An horrendous flood in 1642 killed around 300,000 people in the Chinese city of Kaifeng in 1642, says a study published in the journal Scientific Reports. According to a team of international scientists, the catastrophic event destroyed the city and entombed its inhabitants under metres of silt and clay. The horrifying scope of the flood is attributed to the fact that Kaifeng’s walls partially collapsed and water became trapped in the city.
Back then Kaifeng was one of the largest cities in the world and served as the capital for several Chinese dynasties. It has been flooded by the Yellow River around 40 times over the past thousand years, but the event in 1642 was powerful enough to wipe out almost all of the city's inhabitants. However, unlike previous floods, this one was not caused by nature, but humans.

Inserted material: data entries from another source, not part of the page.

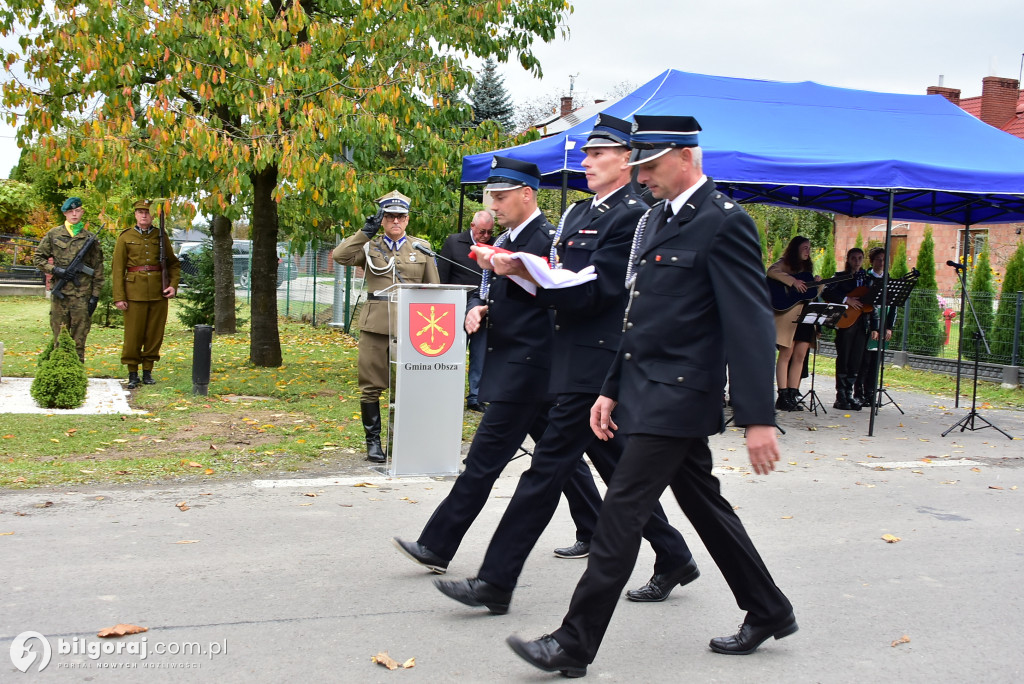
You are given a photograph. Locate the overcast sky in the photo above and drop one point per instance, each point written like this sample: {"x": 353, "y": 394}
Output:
{"x": 885, "y": 45}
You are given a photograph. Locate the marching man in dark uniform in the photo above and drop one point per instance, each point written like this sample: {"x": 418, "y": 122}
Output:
{"x": 387, "y": 259}
{"x": 456, "y": 248}
{"x": 596, "y": 232}
{"x": 138, "y": 291}
{"x": 75, "y": 294}
{"x": 696, "y": 299}
{"x": 516, "y": 371}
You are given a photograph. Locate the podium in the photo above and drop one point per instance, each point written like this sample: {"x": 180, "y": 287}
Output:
{"x": 428, "y": 362}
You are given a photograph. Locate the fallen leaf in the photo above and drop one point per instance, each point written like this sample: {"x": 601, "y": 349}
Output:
{"x": 121, "y": 630}
{"x": 385, "y": 659}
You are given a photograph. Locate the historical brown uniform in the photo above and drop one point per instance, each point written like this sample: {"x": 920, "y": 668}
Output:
{"x": 410, "y": 265}
{"x": 135, "y": 273}
{"x": 71, "y": 311}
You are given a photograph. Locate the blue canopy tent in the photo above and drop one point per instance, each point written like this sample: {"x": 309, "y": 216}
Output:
{"x": 915, "y": 158}
{"x": 816, "y": 146}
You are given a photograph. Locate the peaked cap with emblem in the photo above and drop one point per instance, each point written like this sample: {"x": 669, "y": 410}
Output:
{"x": 394, "y": 203}
{"x": 71, "y": 203}
{"x": 654, "y": 136}
{"x": 510, "y": 174}
{"x": 608, "y": 132}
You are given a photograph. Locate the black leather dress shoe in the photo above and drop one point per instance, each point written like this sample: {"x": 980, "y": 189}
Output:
{"x": 546, "y": 653}
{"x": 751, "y": 636}
{"x": 422, "y": 555}
{"x": 476, "y": 592}
{"x": 659, "y": 586}
{"x": 578, "y": 550}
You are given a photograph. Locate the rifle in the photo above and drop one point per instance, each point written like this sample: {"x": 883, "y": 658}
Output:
{"x": 165, "y": 279}
{"x": 75, "y": 268}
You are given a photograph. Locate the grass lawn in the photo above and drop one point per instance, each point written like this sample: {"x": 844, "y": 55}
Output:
{"x": 302, "y": 416}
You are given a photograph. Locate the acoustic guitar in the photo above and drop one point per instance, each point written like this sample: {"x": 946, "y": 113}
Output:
{"x": 784, "y": 297}
{"x": 851, "y": 314}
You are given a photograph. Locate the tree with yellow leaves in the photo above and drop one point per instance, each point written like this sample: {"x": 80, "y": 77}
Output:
{"x": 330, "y": 103}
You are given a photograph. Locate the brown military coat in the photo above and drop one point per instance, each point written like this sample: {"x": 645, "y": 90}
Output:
{"x": 410, "y": 266}
{"x": 137, "y": 249}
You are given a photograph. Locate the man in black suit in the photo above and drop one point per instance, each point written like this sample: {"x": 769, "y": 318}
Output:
{"x": 594, "y": 232}
{"x": 456, "y": 249}
{"x": 696, "y": 299}
{"x": 516, "y": 371}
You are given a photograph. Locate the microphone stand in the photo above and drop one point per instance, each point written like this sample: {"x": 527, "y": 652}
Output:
{"x": 429, "y": 252}
{"x": 968, "y": 422}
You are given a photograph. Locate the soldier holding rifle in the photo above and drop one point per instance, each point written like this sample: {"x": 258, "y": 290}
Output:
{"x": 78, "y": 273}
{"x": 145, "y": 273}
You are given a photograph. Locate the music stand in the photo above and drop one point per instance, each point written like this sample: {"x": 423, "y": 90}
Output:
{"x": 898, "y": 292}
{"x": 817, "y": 314}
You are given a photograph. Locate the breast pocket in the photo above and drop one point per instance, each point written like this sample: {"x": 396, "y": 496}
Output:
{"x": 672, "y": 268}
{"x": 579, "y": 252}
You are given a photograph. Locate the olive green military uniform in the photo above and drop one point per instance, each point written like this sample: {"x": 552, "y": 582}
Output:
{"x": 135, "y": 273}
{"x": 409, "y": 265}
{"x": 73, "y": 310}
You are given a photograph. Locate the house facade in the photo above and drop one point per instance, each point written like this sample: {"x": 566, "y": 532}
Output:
{"x": 1001, "y": 105}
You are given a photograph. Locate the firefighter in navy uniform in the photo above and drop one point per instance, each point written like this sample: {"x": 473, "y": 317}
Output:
{"x": 387, "y": 259}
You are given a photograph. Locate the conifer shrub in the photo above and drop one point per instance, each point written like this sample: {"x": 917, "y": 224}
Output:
{"x": 60, "y": 382}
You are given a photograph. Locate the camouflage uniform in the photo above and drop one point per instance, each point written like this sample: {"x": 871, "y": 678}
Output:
{"x": 71, "y": 311}
{"x": 136, "y": 280}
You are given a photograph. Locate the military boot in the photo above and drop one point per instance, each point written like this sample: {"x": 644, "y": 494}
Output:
{"x": 372, "y": 427}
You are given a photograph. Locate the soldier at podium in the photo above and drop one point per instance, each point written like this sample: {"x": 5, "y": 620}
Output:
{"x": 387, "y": 259}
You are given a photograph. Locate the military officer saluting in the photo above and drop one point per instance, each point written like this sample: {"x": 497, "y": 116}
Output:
{"x": 139, "y": 292}
{"x": 387, "y": 259}
{"x": 77, "y": 271}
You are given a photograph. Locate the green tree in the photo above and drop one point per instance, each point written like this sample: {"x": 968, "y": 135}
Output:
{"x": 899, "y": 266}
{"x": 245, "y": 104}
{"x": 828, "y": 263}
{"x": 982, "y": 296}
{"x": 60, "y": 381}
{"x": 1001, "y": 340}
{"x": 926, "y": 329}
{"x": 489, "y": 99}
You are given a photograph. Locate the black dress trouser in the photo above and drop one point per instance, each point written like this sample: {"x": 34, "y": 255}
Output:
{"x": 649, "y": 464}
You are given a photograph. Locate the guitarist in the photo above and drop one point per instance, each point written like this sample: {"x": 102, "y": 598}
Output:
{"x": 793, "y": 340}
{"x": 850, "y": 342}
{"x": 866, "y": 379}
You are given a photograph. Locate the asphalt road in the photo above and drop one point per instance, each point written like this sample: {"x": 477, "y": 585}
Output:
{"x": 283, "y": 586}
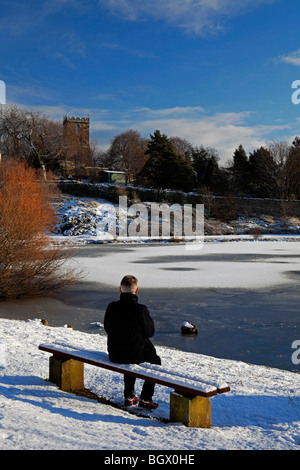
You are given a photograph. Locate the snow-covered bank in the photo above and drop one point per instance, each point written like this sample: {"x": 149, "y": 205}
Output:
{"x": 85, "y": 219}
{"x": 262, "y": 411}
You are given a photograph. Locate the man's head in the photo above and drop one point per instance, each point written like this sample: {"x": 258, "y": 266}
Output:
{"x": 129, "y": 284}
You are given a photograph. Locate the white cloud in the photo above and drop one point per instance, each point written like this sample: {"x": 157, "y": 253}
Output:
{"x": 196, "y": 16}
{"x": 292, "y": 58}
{"x": 222, "y": 131}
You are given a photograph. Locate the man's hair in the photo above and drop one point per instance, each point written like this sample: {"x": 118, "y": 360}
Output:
{"x": 129, "y": 284}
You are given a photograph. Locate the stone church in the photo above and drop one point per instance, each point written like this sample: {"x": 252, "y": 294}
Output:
{"x": 76, "y": 136}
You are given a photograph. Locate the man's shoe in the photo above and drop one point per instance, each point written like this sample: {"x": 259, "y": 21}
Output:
{"x": 148, "y": 404}
{"x": 131, "y": 401}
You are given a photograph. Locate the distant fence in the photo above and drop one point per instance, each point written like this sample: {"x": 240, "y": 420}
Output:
{"x": 216, "y": 206}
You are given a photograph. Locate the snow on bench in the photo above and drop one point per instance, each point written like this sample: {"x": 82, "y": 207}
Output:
{"x": 191, "y": 397}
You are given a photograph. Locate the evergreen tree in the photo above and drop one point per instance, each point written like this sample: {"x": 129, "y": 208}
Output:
{"x": 164, "y": 167}
{"x": 240, "y": 170}
{"x": 263, "y": 170}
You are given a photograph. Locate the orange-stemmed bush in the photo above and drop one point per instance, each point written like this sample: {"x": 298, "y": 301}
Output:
{"x": 30, "y": 263}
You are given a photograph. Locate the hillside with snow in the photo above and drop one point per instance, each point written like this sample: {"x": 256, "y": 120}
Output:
{"x": 262, "y": 410}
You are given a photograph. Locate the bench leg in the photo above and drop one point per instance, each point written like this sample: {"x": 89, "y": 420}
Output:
{"x": 67, "y": 374}
{"x": 193, "y": 412}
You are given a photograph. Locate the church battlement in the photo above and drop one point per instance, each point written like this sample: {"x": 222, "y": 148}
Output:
{"x": 76, "y": 119}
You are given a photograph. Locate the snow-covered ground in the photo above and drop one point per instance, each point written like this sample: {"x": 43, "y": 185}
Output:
{"x": 262, "y": 411}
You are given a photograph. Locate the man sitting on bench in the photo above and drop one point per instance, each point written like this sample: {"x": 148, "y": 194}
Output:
{"x": 129, "y": 326}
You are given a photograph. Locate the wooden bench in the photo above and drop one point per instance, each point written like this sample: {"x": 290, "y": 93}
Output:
{"x": 189, "y": 402}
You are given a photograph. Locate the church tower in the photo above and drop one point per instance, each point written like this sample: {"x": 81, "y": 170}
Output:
{"x": 77, "y": 140}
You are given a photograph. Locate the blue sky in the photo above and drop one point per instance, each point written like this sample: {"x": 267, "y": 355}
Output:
{"x": 215, "y": 72}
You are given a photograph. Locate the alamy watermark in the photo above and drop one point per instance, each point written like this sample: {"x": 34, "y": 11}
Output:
{"x": 2, "y": 358}
{"x": 153, "y": 221}
{"x": 2, "y": 92}
{"x": 296, "y": 353}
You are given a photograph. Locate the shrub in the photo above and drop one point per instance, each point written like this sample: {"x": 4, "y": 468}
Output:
{"x": 29, "y": 263}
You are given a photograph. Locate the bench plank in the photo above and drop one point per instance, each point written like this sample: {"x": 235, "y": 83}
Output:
{"x": 183, "y": 385}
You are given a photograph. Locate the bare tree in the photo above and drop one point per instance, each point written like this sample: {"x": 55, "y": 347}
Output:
{"x": 30, "y": 136}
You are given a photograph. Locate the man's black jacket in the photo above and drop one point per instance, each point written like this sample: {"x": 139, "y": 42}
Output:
{"x": 129, "y": 326}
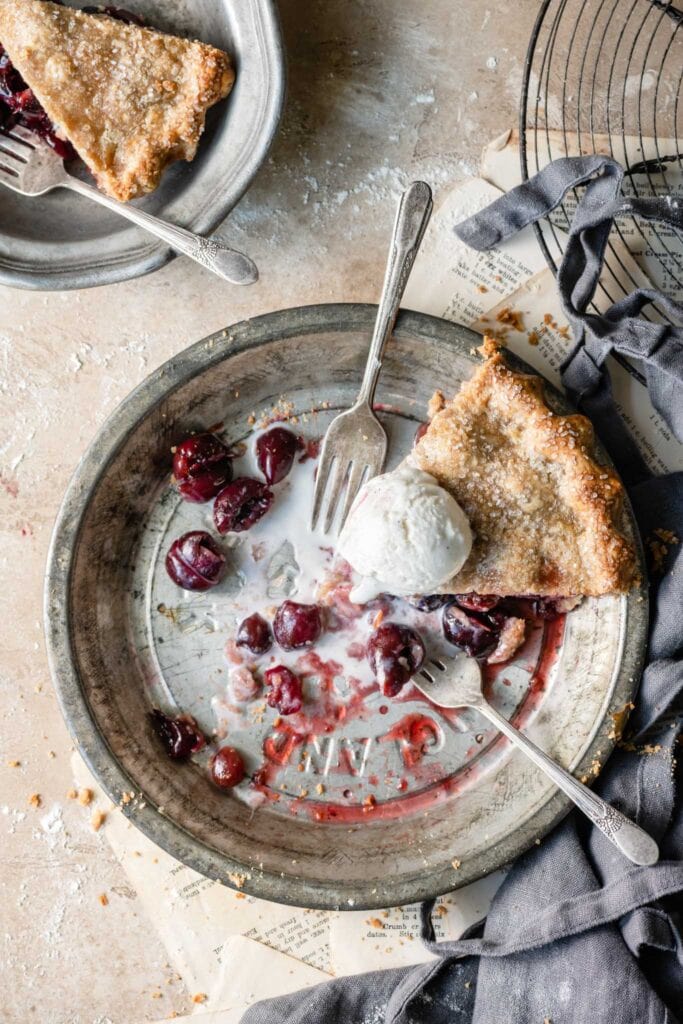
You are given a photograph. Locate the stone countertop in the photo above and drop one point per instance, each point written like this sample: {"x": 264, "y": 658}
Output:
{"x": 379, "y": 93}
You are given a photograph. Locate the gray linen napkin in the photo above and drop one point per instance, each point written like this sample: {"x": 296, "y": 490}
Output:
{"x": 575, "y": 934}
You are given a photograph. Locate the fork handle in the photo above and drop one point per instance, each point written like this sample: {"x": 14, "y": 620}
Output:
{"x": 412, "y": 218}
{"x": 625, "y": 834}
{"x": 227, "y": 263}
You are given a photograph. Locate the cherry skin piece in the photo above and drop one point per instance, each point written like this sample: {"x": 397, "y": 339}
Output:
{"x": 227, "y": 768}
{"x": 285, "y": 690}
{"x": 202, "y": 466}
{"x": 473, "y": 635}
{"x": 297, "y": 626}
{"x": 241, "y": 505}
{"x": 254, "y": 634}
{"x": 476, "y": 602}
{"x": 395, "y": 652}
{"x": 195, "y": 561}
{"x": 275, "y": 452}
{"x": 181, "y": 736}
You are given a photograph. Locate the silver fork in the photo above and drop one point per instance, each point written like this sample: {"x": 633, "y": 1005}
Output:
{"x": 30, "y": 167}
{"x": 355, "y": 444}
{"x": 456, "y": 682}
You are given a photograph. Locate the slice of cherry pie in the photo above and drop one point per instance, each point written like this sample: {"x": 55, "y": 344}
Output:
{"x": 130, "y": 100}
{"x": 546, "y": 515}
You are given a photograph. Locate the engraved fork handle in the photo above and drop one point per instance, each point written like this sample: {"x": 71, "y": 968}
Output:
{"x": 625, "y": 834}
{"x": 227, "y": 263}
{"x": 412, "y": 218}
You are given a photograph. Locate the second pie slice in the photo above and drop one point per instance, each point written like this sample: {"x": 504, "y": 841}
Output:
{"x": 546, "y": 516}
{"x": 131, "y": 100}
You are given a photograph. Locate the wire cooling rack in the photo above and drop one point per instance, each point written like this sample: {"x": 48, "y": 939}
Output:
{"x": 605, "y": 76}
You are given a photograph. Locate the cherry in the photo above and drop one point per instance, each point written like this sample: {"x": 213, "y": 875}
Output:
{"x": 202, "y": 465}
{"x": 475, "y": 636}
{"x": 286, "y": 691}
{"x": 226, "y": 767}
{"x": 476, "y": 602}
{"x": 241, "y": 504}
{"x": 195, "y": 561}
{"x": 181, "y": 736}
{"x": 275, "y": 452}
{"x": 395, "y": 652}
{"x": 297, "y": 625}
{"x": 18, "y": 105}
{"x": 254, "y": 633}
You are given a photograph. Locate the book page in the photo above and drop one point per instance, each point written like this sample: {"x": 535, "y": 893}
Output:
{"x": 258, "y": 973}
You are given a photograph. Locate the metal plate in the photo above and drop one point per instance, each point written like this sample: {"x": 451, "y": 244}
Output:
{"x": 61, "y": 241}
{"x": 112, "y": 653}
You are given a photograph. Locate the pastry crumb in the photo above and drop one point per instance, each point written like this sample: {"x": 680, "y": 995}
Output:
{"x": 97, "y": 820}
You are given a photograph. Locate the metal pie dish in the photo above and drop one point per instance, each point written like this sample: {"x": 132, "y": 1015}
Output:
{"x": 59, "y": 241}
{"x": 103, "y": 571}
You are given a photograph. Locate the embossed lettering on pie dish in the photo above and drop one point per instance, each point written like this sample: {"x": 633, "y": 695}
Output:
{"x": 545, "y": 514}
{"x": 131, "y": 100}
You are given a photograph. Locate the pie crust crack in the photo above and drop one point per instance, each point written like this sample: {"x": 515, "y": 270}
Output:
{"x": 547, "y": 517}
{"x": 131, "y": 100}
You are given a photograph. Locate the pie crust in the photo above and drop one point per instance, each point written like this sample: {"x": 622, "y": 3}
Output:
{"x": 547, "y": 517}
{"x": 131, "y": 100}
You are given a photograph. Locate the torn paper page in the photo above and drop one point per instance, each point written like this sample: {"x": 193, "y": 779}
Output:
{"x": 510, "y": 292}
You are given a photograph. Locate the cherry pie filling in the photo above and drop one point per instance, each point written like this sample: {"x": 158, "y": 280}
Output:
{"x": 292, "y": 639}
{"x": 18, "y": 104}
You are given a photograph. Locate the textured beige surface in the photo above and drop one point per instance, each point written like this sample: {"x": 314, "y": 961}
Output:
{"x": 379, "y": 92}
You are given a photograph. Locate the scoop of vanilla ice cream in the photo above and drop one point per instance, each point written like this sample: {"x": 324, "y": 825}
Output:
{"x": 403, "y": 535}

Our new paper in @SciReports reveals archaeological evidence of a Yellow River flood in AD 1642 that destroyed Kaifeng, one of China's dynastic capitals. Some estimates suggest that this flood killed over 300,000 people and destroyed the entire city... https://t.co/MHTGLy1iJL pic.twitter.com/A2Msga53hk
— Michael J. Storozum (@Mjstoroz) March 2, 2020
Kaifeng was under siege by enemy forces for months. When it became clear that the city could no longer hold out the governor ordered the army to destroy dikes along the Yellow River hoping that it would deal with the enemy forces. Instead it killed everyone and everything in its path.
"The city walls prevented water from easily exiting the city. As a result the constant influx of floodwater into the city created a deadly mix of mud and urban debris that significantly amplified the destructive power of the Yellow River", the study read.
The aim of the study is to see what factors contributed to the resilience of cities to natural disasters such as this one. Scientists say that due to climate change and environmental uncertainty these events could happen again.
"As global temperatures continue to rise and increase the frequency of extreme events, the combined archaeological and paleoenvironmental record of exceptional floods, like the AD 1642 Yellow River flood, can provide an important reminder that unexpected events have happened in the past and will likely happen again. In extreme cases, these events can cause infrastructure built to prevent disasters to catastrophically fail, causing significantly more devastation than under normal circumstances", the study read.